São Paulo

Greve de ônibus: motoristas protestam em SP, categoria promete parar amanhã (06)

A greve de ônibus de hoje, quinta-feira (05/09), pegou muitos usuários de surpresa, no entanto é bom continuar atento, pois o Sindmotoristas (Sindicato dos Motoristas e Trabalhadores em Transporte Rodoviário Urbano de São Paulo) promete nova paralisação na sexta (06/09).

Entre as reivindicações, a categoria acusa a gestão municipal de promover um “desmonte” no sistema de transporte público com a retirada de cerca de 300 veículos de circulação.

Outro pedido do Sindmotoristas é que as empresas que operam o sistema de transporte paguem a Participação nos Lucros e Resultados (PLR) de seus funcionários, sendo que a data limite é hoje (05/09).

Os manifestantes estão reunidos em frente da Prefeitura aguardando uma posição do Bruno Covas. De acordo com Sindicato, a condição para que a greve não seja realizada amanhã é a manutenção da frota de veículos e a garantia dos postos de trabalho.
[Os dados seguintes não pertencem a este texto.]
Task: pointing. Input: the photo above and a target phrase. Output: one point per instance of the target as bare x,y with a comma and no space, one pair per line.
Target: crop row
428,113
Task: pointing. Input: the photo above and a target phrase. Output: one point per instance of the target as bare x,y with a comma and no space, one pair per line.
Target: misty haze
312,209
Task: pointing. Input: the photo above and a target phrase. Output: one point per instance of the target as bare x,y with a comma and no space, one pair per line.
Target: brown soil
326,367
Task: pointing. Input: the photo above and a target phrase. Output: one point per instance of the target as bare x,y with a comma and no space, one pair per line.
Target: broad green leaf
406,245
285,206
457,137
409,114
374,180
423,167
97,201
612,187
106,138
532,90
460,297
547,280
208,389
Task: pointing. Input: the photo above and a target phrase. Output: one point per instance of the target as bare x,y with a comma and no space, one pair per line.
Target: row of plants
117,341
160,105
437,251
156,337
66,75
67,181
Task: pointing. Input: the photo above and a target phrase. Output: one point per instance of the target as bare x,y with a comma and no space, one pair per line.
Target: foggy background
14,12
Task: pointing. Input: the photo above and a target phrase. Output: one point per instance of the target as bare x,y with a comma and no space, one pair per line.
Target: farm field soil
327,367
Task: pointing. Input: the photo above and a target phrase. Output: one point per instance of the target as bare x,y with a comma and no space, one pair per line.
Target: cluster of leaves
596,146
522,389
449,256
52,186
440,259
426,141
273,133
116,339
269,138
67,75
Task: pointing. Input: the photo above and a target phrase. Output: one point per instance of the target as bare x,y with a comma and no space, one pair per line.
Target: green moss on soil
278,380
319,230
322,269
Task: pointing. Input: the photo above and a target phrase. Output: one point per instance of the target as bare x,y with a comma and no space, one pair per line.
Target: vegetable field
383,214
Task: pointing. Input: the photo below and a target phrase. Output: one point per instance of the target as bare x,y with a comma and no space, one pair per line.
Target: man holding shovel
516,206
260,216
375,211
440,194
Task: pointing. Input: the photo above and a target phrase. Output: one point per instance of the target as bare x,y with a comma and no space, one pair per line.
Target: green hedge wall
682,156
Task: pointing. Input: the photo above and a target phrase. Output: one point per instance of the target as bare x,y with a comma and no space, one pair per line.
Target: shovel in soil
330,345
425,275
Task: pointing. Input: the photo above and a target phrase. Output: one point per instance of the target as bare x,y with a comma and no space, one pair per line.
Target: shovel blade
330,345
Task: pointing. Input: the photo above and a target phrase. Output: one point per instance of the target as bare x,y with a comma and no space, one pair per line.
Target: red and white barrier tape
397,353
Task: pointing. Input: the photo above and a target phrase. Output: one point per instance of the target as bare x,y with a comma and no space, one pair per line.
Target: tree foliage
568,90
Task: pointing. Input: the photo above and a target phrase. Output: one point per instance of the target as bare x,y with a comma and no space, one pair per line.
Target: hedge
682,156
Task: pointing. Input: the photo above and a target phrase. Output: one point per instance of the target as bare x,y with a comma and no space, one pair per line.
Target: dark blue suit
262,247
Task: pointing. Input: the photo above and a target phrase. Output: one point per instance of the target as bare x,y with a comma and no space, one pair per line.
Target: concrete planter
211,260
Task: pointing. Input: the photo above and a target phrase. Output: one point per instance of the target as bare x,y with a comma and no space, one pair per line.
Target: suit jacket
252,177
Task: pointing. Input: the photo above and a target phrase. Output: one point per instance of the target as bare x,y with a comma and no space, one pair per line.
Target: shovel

Segundo informações levantadas pelos portais de notícia específico, a paralisação fechou os terminais:

  • Parque Dom Pedro II
  • Bandeira
  • Princesa Isabel
  • Campo Limpo
  • Pinheiros
  • Santo Amaro
  • Santana
  • Capelinha
  • Sacomã
  • Varginha
  • Ae Carvalho
  • São Miguel
  • Mercado
  • Lapa
  • Grajaú
  • Correio
  • Barra Funda
  • Água Espraiada

Corredores de ônibus parados:

  • 9 de Julho
  • 23 de Maio
  • Consolação

Histórico

No final de julho, o Sindmotoristas ameaçou uma greve por conta da retirada dos ônibus de circulação. No entanto, na época a ação foi cancelada por conta de uma negociação com a Prefeitura.

Fim dos cobradores

Já no mês de junho, um comunicado oficial da SPTrans exigia a adequação da frota para ônibus do tipo “padron” e “básico”, sem o posto dos cobradores. A medida dava fim a função de cobradores nos ônibus já em setembro. Temendo demissões, a Prefeitura criou uma comissão para requalificação dos profissionais. O grupo é composto por representantes do poder público e dos sindicatos.

Licitação dos Transportes

O novo contrato de licitação dos transportes ainda não está em vigor por pendências jurídicas, mas alguns pontos dele vem sendo implementado por meio dos contratos de emergências, sendo eles a redução de frota operacional – com a meta de chegar a 12 mil ônibus – e a criação do subsistema de articulação regional.

Articulação Regional

O Subsistema é formado por ônibus que realizam as ligações dos bairros mais afastados com o centro da Capital Paulista ou com outras regiões. Eles são conhecidos por possuir, além do transporte, um variado comércio, como exemplo a zona norte têm os terminais Santana e Vila Nova Cachoeirinha.

Mais Caro

Além do acréscimo do valor da passagem que as gestões municipal e estadual realizam, a Prefeitura também aumenta periodicamente o subsídio para as empresas do transporte público. Neste ano a cidade corre o risco de ficar sem as verbas no último trimestre, isso porque o dinheiro deve acabar antes do tempo previsto, como ocorreu nos dois últimos anos.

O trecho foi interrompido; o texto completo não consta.